Con Sagasti nos encontramos en un bar del Botánico a mediados de abril.
Apenas nos saludamos ordena un café (“ya tomé tantos hoy que no sé si debería”, me aclara), más tarde alzará la mano para pedir educadamente un vaso de agua que le durará la charla entera. Hablamos de su hermano, de ese texto que es desgarrador y precioso, todo al mismo tiempo. Entonces introduce una palabra: “extrañeza”, y me explica que en ese momento, cuando ve la página del diario y en esa página encuentra el nombre de su hermano, lo que percibe es la sensación de que eso no le está pasando a él. Quizás lo que siente es una especie de desdoblamiento, un deseo irrefrenable de no ser él, de que no sea su hermano, de no estar ahí, de que su hermano no esté donde está: lejos, solo, muerto
Enseguida la pregunto por qué Lenguas vivas (inevitable: se me viene a la cabeza el prestigioso colegio que lleva ese nombre) si lo que sobrevuela el texto entero es la muerte. Me dice que en realidad hay un libro (no se editó) que se llama Lenguas muertas, un libro que también habla del lenguaje, y este es algo así como una continuación. Entonces se me ocurren preguntas que no hago (por pereza, por no estirar demasiado la charla, porque tal vez necesito pensarlas un poco más): ¿Cómo viven las lenguas que corren un serio riesgo de morir? ¿Viven si no se comparten? ¿Y qué pasa con las que nadie comprende, o solo unos pocos? Se me ocurre que en el último libro de Sagasti la historia del hermano detona la posibilidad de hablar del desamparo de las lenguas muertas, y que las vivas son como esos fantasmas que merodean “en una realidad de leche opaca” (es decir, el universo de lo textual, lo discursivo).
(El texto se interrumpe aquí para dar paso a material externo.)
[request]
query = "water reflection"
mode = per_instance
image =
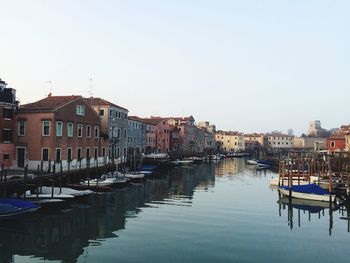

Me cuenta que es muy bueno (¡muy bueno de verdad!) trazando círculos. “Mostrame”, le digo. Entonces le acerco un ejemplar de su libro, abro en la última página de cortesía y le presto una Bic. También me cuenta que dibuja rostros. De nuevo le pido que me muestre. Entonces dibuja a un Borges-Marechal (paciencia, ya entenderán) y después se dibuja a sí mismo. Pero me quedo con el círculo, porque nuestra conversación adquiere, por razones que supongo los dos ignoramos, esa forma. “Todo se conecta con todo”, cree Sagasti, como en su libro.